I am trying to build a simple 5-class object detector by extracting the bottleneck features using a pre-trained vgg16 (trained on image net). I have 10000 images for training - 2000 for each class AND 2500 for testing - 500 for each class. However, once I extract the bottleneck features, the validation tensor has a size of 2496, but the expected size should be 2500. I have checked the folder data folder and found that the total number of validation images is 2500. But I am still getting an error when I try to execute my code. The error says - "ValueError: Input arrays should have the same number of samples as target arrays. Found 2496 input samples and 2500 target samples". I have attached the code below, can anyone make me understand why the number of input samples is getting reduced to 2496?

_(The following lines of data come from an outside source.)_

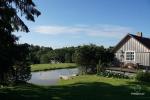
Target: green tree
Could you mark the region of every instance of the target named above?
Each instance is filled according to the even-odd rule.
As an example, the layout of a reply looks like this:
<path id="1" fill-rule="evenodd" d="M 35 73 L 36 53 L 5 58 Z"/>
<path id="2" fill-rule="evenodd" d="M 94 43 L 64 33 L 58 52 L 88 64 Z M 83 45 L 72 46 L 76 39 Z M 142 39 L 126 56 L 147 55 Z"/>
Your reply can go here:
<path id="1" fill-rule="evenodd" d="M 0 83 L 8 80 L 8 73 L 16 61 L 14 48 L 18 38 L 12 32 L 29 32 L 18 13 L 30 21 L 35 21 L 35 15 L 40 15 L 32 0 L 0 0 Z"/>
<path id="2" fill-rule="evenodd" d="M 47 54 L 41 55 L 40 63 L 41 63 L 41 64 L 50 63 L 50 58 L 48 57 Z"/>

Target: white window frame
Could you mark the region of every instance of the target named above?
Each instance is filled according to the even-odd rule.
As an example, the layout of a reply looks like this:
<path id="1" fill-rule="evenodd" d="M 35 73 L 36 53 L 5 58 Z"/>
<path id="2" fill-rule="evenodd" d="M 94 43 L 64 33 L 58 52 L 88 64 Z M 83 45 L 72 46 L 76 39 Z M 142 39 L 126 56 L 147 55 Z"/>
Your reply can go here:
<path id="1" fill-rule="evenodd" d="M 127 60 L 127 52 L 134 52 L 134 58 L 133 60 Z M 135 61 L 135 51 L 132 51 L 132 50 L 128 50 L 128 51 L 125 51 L 125 61 Z"/>

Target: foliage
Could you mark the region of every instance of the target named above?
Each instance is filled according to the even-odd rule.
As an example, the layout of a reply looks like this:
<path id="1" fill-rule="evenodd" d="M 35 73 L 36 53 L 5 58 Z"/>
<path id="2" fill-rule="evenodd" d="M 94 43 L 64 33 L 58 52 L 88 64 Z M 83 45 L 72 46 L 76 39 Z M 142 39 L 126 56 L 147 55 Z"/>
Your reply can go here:
<path id="1" fill-rule="evenodd" d="M 9 81 L 9 77 L 12 77 L 13 66 L 18 61 L 18 54 L 22 55 L 22 53 L 16 53 L 19 49 L 16 43 L 18 38 L 12 32 L 29 32 L 18 13 L 21 13 L 21 16 L 25 15 L 30 21 L 35 21 L 34 16 L 40 15 L 32 0 L 0 0 L 0 84 L 6 84 Z"/>
<path id="2" fill-rule="evenodd" d="M 75 51 L 75 62 L 85 70 L 85 73 L 95 73 L 99 62 L 106 64 L 106 67 L 107 63 L 110 63 L 112 59 L 113 54 L 103 46 L 83 45 L 79 46 Z"/>
<path id="3" fill-rule="evenodd" d="M 49 57 L 48 57 L 47 54 L 41 55 L 41 57 L 40 57 L 40 63 L 41 64 L 50 63 L 50 59 L 49 59 Z"/>
<path id="4" fill-rule="evenodd" d="M 129 76 L 125 75 L 124 73 L 116 73 L 116 72 L 111 72 L 111 71 L 103 71 L 103 72 L 98 73 L 98 75 L 104 76 L 104 77 L 129 79 Z"/>
<path id="5" fill-rule="evenodd" d="M 149 100 L 150 84 L 142 84 L 144 96 L 132 96 L 138 82 L 128 79 L 82 75 L 71 80 L 60 80 L 55 86 L 31 84 L 0 89 L 2 100 Z"/>
<path id="6" fill-rule="evenodd" d="M 150 72 L 148 72 L 148 71 L 146 71 L 146 72 L 139 71 L 136 74 L 136 79 L 138 81 L 142 81 L 142 82 L 150 82 Z"/>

I just checked the number of images present in the train and test data to be really sure that no images were missing. It turns out that no images were actually missing.
This is the code to get the bottleneck features.
global_start=dt.now()
#Dimensions of our flicker images is 256 X 256
img_width, img_height = 256, 256
#Declaration of parameters needed for training and validation
train_data_dir = 'data/train'
validation_data_dir = 'data/validation'
epochs = 50
batch_size = 16
#Get the bottleneck features by Weights.T * Xi
def save_bottlebeck_features():
datagen = ImageDataGenerator(rescale=1./255)
#Load the pre trained VGG16 model from Keras, we will initialize only the convolution layers and ignore the top layers.
model = applications.VGG16(include_top=False, weights='imagenet')
generator_tr = datagen.flow_from_directory(train_data_dir,
target_size=(img_width, img_height),
batch_size=batch_size,
class_mode=None, #class_mode=None means the generator won't load the class labels.
shuffle=False) #We won't shuffle the data, because we want the class labels to stay in order.
nb_train_samples = len(generator_tr.filenames) #10000. 2000 training samples for each class
bottleneck_features_train = model.predict_generator(generator_tr, nb_train_samples // batch_size)
np.save('weights/vgg16bottleneck_features_train.npy',bottleneck_features_train) #bottleneck_features_train is a numpy array
generator_ts = datagen.flow_from_directory(validation_data_dir,
target_size=(img_width, img_height),
batch_size=batch_size,
class_mode=None,
shuffle=False)
nb_validation_samples = len(generator_ts.filenames) #2500. 500 training samples for each class
bottleneck_features_validation = model.predict_generator(generator_ts, nb_validation_samples // batch_size)
np.save('weights/vgg16bottleneck_features_validation.npy',bottleneck_features_validation)
print("Got the bottleneck features in time: ",dt.now()-global_start)
num_classes = len(generator_tr.class_indices)
return nb_train_samples,nb_validation_samples,num_classes,generator_tr,generator_ts
nb_train_samples,nb_validation_samples,num_classes,generator_tr,generator_ts=save_bottlebeck_features()
This is the output of the above code snippet:
Found 10000 images belonging to 5 classes.
Found 2500 images belonging to 5 classes.
Got the bottleneck features in time: 1:56:44.166846
Now, if I do validation_data.shape
, I am getting (2496, 8, 8, 512) whereas the expected output should be (2500, 8, 8, 512). The train_data output is fine. What might be wrong? I am new to debugging in Keras and I am not really able to figure out what exactly is causing this problem.
Any help would be highly appreciated!